Some parents of young children were surprised to learn about the current viruses that are circulating and expressed concern.
“That’s scary, don’t like to hear that,” said Tim Kappel.
Poppy Miles said, “Yes, of course, I’m concerned. Everyone’s concerned.”
And there are also cases of the flu and RSV.
“We’re also seeing Influenza A. It’s unusual to see influenza this early in the season but, you know, here we are mid-September, and we already have a lot of influenza circuiting and we’re seeing Respiratory Syncytial Virus,” said Kline.
He said some viruses including RSV are changing their pattern.
“That’s a virus that generally circulates in the Winter but here we are in September and we’re seeing a fair amount of that, so it’s kind of the triple whammy, to be honest with you right now. We’re seeing Enterovirus, we’re seeing influenza, we’re seeing RSV, thankfully we’re not seeing very much COVID right now,” Kline stated.

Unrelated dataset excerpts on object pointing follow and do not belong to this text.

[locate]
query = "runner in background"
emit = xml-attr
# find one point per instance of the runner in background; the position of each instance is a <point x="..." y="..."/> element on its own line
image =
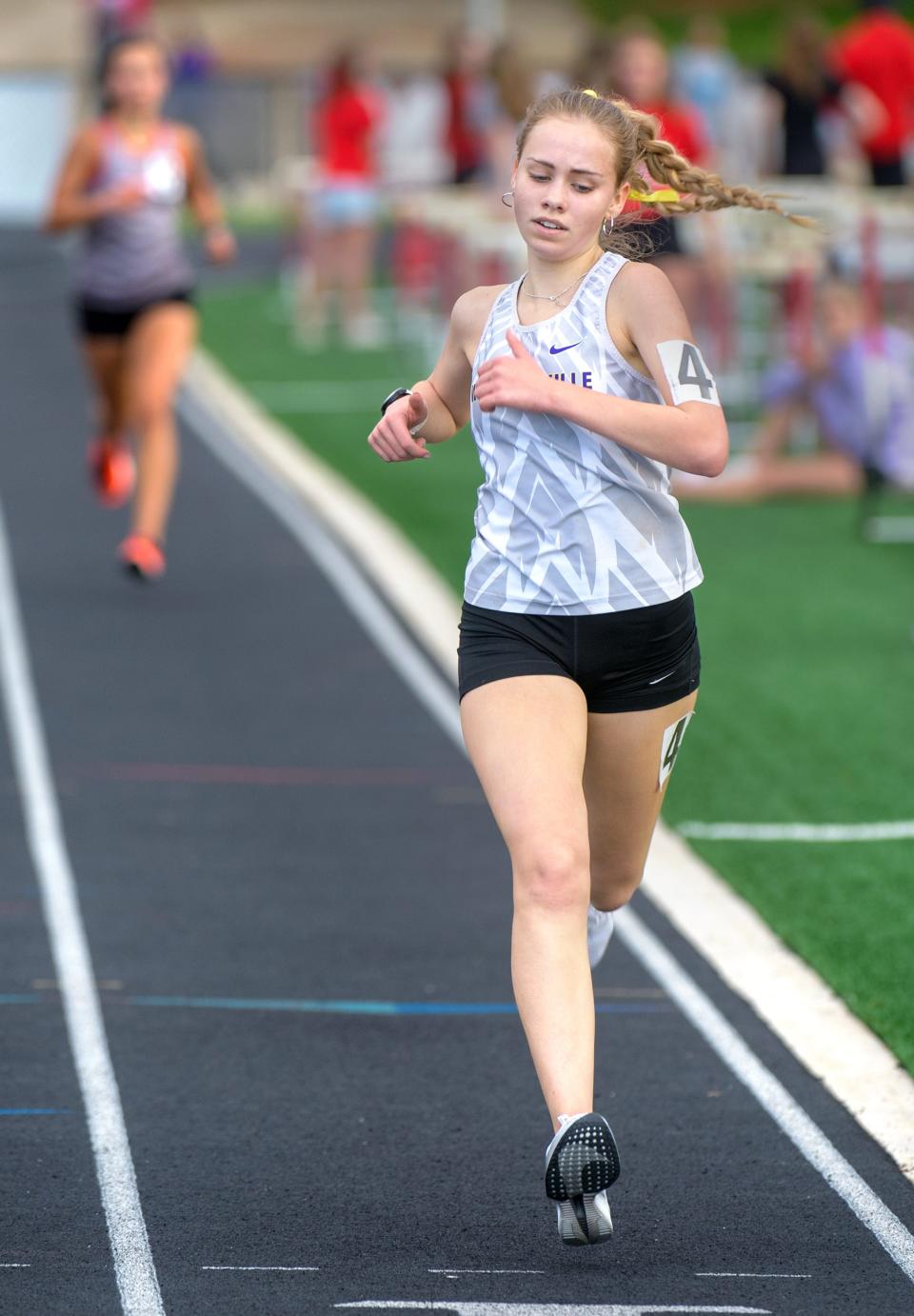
<point x="855" y="381"/>
<point x="579" y="655"/>
<point x="125" y="181"/>
<point x="348" y="119"/>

Kline believes masks still have a place, especially when indoors and around a lot of other people. “Handwashing is really key, I’m a big proponent of masks, we saw the benefit of masks when we were trying to prevent COVID. It prevented COVID, masks do work for COVID, but it prevented these other viruses that are spread by respiratory droplets,” said Kline.
Kappel says the COVID-19 pandemic made the public more aware of such protocols.
“That’s one thing that the pandemic, you know, has done, making everybody a little bit more vigilant about washing hands and being sanitary,” he said.
Kline says cloth masks should be a thing of the past. He said N-95, K-N95, and surgical masks are better choices.